As in many tambram households, the first 21 years of my life was expected to be solely dedicated to the most important job of studying. “Padi.. padi.. padi”, my mother would constant harp, as I sat with my book in hand but watched the India Pakistan one-day match out of the corner of my eye. “How can you concentrate?”she would say as Nadeem Shravan’s music blared in the background. My father would come to my support and say that he studied quite successfully with AIR crackling in the background.  “How long is your break going to be?” my mother would demand, as a 5 minute break from my exam preparation stretched to a half hour distraction. “What vambu?” my mother would frown as I smoothly became a participant in the backyard gossip exchange conversation. “Have you finished revising everything?” she would repeatedly ask on the day before the exam. If I confidently replied ‘yes amma’, she would say “Bring me your book, and let me see how well you have revised”. Sure enough, I would fumble and frown at every question she asked. “Poi padi” she would shout and off I went, stomping away with book in hand.

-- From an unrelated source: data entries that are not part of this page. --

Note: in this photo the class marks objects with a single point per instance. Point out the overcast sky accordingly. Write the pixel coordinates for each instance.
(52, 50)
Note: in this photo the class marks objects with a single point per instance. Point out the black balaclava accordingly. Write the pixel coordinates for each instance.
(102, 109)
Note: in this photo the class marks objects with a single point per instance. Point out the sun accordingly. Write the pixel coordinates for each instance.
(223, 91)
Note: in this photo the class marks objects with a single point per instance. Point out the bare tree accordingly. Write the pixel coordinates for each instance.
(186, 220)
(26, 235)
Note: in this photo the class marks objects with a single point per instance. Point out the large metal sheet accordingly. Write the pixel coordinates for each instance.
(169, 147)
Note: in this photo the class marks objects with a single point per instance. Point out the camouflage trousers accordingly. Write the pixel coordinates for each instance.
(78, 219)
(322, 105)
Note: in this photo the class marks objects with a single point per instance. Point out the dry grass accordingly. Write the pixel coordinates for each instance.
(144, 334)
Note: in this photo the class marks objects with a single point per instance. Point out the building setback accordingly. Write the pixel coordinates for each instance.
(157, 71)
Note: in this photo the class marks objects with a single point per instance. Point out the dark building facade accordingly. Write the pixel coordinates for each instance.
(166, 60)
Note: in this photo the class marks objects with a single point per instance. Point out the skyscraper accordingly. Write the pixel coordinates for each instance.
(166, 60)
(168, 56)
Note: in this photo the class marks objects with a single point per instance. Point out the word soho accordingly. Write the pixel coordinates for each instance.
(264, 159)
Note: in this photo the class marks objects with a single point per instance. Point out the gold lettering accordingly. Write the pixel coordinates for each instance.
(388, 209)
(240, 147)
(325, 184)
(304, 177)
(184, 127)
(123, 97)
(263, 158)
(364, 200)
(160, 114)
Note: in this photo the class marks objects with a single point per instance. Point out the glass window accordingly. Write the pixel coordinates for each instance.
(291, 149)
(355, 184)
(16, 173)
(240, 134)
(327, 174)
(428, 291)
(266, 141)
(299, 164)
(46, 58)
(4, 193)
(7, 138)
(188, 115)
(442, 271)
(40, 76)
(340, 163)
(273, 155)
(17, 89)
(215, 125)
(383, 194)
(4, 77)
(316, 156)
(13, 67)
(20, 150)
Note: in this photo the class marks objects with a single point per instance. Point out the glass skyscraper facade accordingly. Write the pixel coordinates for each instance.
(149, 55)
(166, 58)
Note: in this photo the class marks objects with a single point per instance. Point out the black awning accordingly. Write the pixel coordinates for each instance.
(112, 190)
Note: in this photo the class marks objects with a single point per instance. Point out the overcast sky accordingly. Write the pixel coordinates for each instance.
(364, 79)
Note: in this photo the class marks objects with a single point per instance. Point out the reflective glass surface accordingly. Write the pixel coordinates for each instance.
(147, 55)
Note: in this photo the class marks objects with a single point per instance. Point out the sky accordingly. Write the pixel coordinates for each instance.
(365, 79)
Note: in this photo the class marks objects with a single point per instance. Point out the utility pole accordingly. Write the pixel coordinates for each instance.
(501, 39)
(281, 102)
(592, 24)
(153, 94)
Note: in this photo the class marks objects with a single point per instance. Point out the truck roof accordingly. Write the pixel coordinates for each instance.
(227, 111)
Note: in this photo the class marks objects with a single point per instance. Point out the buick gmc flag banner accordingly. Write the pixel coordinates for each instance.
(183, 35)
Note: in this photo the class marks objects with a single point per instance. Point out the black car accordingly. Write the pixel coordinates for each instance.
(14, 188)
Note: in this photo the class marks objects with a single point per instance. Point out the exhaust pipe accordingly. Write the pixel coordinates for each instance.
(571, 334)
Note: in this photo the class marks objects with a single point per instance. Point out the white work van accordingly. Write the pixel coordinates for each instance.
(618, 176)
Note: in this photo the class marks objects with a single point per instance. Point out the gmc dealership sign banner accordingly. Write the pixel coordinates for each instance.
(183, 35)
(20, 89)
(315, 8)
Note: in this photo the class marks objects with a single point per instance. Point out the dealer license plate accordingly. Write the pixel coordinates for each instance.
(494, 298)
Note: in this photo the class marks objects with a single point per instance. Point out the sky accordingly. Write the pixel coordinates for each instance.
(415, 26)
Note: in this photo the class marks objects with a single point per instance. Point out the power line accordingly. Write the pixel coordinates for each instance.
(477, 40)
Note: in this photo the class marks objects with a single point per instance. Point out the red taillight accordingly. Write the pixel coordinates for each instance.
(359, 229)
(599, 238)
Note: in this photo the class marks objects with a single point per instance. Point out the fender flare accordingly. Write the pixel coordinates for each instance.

If all this was for the preparation, one can well imagine the scene when my brother or I came home with marks. Being a teacher’s child has it’s big minuses. My brother’s marks and mistakes would reach my mother’s ears and eyes even before it reached his. Any attempt on his part, to cushion the effect of poor marks by waiting to present it to appa and amma with some better marks would never work, because amma would be demanding on their ride home “So, heard you got your maths paper today??”. My school was more forgiving, and therefore my teachers never ran to my mother to squeal on me. My maths answer papers would scream silly mistakes and carelessness, because the teacher would have written it red and bold and screaming on the side of the top sheet. My mother would clench her teeth and ask “Won’t you check you check your paper before you hand it back?”, and I would look at the floor. How dare I tell her I was so bored at the end of the 3 hour exam, that all I wanted to do was hand the answer sheet to the teacher and walk out.  Amma would play the “I am too mad at you to sign the report card” game every time. To this day, I don’t know if it was her way of letting me know I should have done better, or her way of passing on at least some responsibility to my father (like let him at least sign the report card, when I waste all my “thondai thanni” getting these kids to study). My father would sometimes play along and pretend that he was never going to sign on a report card that had such lousy marks (they weren’t all that lousy really..). Eventually, the next morning after making some false promises, and “I will next time”s I would walk out triumphantly, signed report card in hand. Appadi.. if studying was hard, writing exams was harder, getting that signature on the report card was truly the toughest ordeal of all.

Then there was the PTA meetings, where parents and teachers could jointly criticize the poor student for behaviour at school and home. My father only came to two parent teacher meetings. My mother stayed out of that – she didn’t want someone telling her “vaadhiyar pillai makku”, you see. The first time my father came along, I was in class 4, and the teacher politely said, she is so talkative in class, she will even make a stone talk if it sits next to her. That was some lesson, because the next time my father was informed of a PTA meeting was 6 years later, when I was in class 10, and I knew that pretty soon, there would be no more PTA meetings in my life. 

So indeed, now that I am parent and I have so much trouble getting my daughter to eat even Rava Kesari, I wonder what I would do, if she did not sit in one place and study like the good girl her mother was.

P.S: Amma and Appa, don’t air my dirty laundry in public pleeezz!